One year ago, I signed the Tyler Clementi Foundation’s Upstander Pledge. In doing so, I promised to make others feel safe and included, to speak up if I see bullying occur and not to use offensive or homophobic language.

As is any promise, saying it is much easier than doing. But since I have signed the pledge, I have been compelled to uphold those words in my everyday interactions. Pledging to be an Upstander means you need to actively engage in situations that may be uncomfortable for you and may test the relationships you have with others. But if we are to ensure safe spaces for LGBTQ and other vulnerable youth, we need to ensure we pay attention to our actions and especially to the language we use. To illustrate this, I’d like to share an Upstander story of my own.

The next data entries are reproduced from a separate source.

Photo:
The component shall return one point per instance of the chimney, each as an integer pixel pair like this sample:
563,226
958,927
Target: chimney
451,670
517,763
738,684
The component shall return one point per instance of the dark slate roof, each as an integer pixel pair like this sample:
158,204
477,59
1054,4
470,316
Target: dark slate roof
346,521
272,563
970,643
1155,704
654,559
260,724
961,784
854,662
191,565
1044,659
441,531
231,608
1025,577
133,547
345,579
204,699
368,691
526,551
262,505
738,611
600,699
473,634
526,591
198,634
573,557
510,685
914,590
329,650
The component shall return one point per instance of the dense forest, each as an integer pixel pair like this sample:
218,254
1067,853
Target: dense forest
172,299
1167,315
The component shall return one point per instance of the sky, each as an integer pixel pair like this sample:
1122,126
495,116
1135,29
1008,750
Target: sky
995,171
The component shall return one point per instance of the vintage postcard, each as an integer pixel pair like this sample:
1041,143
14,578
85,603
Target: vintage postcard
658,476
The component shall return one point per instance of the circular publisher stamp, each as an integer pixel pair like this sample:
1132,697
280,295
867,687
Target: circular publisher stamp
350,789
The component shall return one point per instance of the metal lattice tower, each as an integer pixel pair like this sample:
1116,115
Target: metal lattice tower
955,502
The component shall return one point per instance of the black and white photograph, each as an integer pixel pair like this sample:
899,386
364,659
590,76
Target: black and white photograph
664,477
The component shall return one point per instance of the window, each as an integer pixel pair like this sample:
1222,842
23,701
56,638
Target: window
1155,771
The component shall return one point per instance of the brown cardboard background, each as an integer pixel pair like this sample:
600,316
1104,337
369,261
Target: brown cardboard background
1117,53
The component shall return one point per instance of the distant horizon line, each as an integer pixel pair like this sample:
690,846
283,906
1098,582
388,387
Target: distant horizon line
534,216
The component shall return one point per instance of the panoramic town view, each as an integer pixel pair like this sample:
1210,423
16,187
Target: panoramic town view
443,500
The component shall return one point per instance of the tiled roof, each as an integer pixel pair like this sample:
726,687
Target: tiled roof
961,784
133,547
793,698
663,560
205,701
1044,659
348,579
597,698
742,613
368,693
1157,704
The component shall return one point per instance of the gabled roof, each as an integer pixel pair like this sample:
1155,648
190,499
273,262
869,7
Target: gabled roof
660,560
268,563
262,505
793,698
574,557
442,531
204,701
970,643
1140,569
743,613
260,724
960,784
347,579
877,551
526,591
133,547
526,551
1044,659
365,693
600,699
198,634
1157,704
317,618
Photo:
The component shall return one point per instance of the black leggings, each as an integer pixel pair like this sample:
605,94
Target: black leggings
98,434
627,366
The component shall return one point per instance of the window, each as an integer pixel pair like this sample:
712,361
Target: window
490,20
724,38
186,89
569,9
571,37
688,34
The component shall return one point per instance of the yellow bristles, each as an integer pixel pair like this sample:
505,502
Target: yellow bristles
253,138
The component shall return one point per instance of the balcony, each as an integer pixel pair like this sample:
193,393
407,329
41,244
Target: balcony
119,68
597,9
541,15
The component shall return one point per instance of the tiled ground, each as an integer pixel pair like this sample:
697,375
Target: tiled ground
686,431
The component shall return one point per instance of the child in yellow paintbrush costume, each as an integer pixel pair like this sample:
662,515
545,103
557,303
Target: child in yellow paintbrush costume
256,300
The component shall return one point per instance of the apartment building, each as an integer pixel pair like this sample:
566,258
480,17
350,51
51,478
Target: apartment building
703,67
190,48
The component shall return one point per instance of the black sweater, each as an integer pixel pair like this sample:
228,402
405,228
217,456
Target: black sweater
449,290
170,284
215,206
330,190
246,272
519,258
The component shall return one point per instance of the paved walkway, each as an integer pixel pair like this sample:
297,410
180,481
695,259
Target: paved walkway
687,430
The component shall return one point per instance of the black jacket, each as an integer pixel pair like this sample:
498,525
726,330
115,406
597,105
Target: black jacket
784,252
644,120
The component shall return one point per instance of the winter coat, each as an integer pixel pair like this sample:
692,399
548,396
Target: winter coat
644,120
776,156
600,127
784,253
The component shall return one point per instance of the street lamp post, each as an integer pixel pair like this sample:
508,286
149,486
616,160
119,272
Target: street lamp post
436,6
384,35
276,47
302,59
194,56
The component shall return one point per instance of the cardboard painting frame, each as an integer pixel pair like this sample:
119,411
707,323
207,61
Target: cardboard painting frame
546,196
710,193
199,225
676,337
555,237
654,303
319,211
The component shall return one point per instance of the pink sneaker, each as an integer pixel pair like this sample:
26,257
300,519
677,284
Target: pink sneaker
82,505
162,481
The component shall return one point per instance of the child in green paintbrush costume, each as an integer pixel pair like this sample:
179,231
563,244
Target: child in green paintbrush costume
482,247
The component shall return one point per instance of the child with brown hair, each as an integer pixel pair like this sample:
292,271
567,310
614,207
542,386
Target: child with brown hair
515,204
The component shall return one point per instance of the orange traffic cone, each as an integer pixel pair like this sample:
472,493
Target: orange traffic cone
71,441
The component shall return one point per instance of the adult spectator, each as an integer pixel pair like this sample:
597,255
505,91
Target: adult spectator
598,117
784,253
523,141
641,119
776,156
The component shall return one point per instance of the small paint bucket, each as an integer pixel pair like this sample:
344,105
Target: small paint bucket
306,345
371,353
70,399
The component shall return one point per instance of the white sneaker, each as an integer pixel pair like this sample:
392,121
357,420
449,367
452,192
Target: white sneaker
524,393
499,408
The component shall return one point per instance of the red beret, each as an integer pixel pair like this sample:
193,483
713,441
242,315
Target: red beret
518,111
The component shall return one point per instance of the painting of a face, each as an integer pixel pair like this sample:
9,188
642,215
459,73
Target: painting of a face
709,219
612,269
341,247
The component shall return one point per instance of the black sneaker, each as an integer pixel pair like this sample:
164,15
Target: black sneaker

A few weeks ago during a family BBQ, my very Italian, somewhat macho, but incredibly lovable uncle, who’s also my godfather, flippantly said, “Tennis players are so gay!” while watching a US Open match. In response, I calmly challenged my uncle about his usage of the term “gay.” I asked, “What do you mean by gay? Do you mean they look silly? Do you mean they look girly with their colorful, fashionable outfits?” To which he sheepishly replied, “OK, I really mean that they look silly.” And rather than it being an awkward moment, there was some humor involved, and I think my uncle got the message loud and clear: the language we use matters.

The language we use DOES matter. Whether in the privacy of our own homes, at a dinner party with friends or work function, or spending time with our families, it’s important to remember that just because a gay or lesbian person is not in the room doesn’t mean it’s OK to use offensive language. Being an Upstander means that you have an opportunity to be an example for others by not using offensive language. It may mean that the next time my uncle wants to use the word “gay” in another situation, he will choose to use a more appropriate one. And in doing so will make the space around him more welcoming and inclusive. It’s that easy—by changing the words we use, we can make the world a safer, more respectful place for all.